I have to modified this speakers because i cant get the MCM waveguide here in Norway, but i have a equivalent driver.


----------



## mayhem13 (Feb 2, 2008)

I don't think the Waveguide TMM would be a good choice for wall mounting without reworking the XO quite a bit. If you can work in a floorstander instead of wall mount then by all means build em. I haven't read a negative DIY builders review of the WGTMM yet !


----------



## lglura (Aug 25, 2008)

mayhem13 said:


> I don't think the Waveguide TMM would be a good choice for wall mounting without reworking the XO quite a bit. If you can work in a floorstander instead of wall mount then by all means build em. I haven't read a negative DIY builders review of the WGTMM yet !

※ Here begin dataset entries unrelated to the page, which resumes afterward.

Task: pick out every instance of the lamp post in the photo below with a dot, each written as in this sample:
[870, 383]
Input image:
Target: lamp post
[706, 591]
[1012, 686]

Thanks, i`m not going to change the enclosure volum, but the ports do i have to put in front or top/bottom. The speakers will not be put close to the wall, but mount them two feet from the wall, 
L/R side and top on the screenframe. Why do i have to rework the x-over. If you like to see the enclosures it`s pics in "my photos"


----------



## Anthony (Oct 5, 2006)

The crossover will have what's known as Baffle Step Compensation in it. Basically there's a change in the frequency response corresponding with the width of the baffle. Certain frequencies cancel and the response rolls off a bit too early.

There are two ways to deal with this: add extra low end to reinforce the frequencies that are lower (this is known as a 2.5 way, with the extra 0.5 way being two more woofers at a lower crossover point). The other way is a circuit that lowers the output of the mid/tweeter section to flatten out the overall response. In this route you are trading efficiency for a smoother frequency response.

Zaph's design states this:


> Room setup suggestions
> These speakers are relatively insensitive to room setup issues. It's not going to make much difference if you toe them in or not. While these speakers do have full baffle step compensation, they never sound boomy in small rooms. Place them so the rear of the cabinet is at least a foot out from the wall. Don't forget to play around with the tuning. The size of the room will make a big difference which tuning option works best, with smaller rooms generally working best with the low tuning, and large rooms with the higher tuning.


He uses the 0.5 way design to compensate. If you move these closer to the wall, you would have less baffle step and potentially more boominess (because you would be adding too much bass when you didn't need it). So the crossover for the 0.5 way section would need to be lowered such that it only produced the frequencies you were lacking. Not a major rework, but something to consider.


----------



## lglura (Aug 25, 2008)

Thank you guys:T That explains it, but still i`m going to build as i told you. I`ll place them so the rear of the cabinet is more than a foot from the wall, i dont like boomy speakers. I choose this project because i`m looking for dynamic, high efficient and kickdrum impact speakers, or to say it simple PA speakers with HiFi quality. If this loadspeakers dont give me the sound i`m hoping for, i`ll try another project, any suggestion?


----------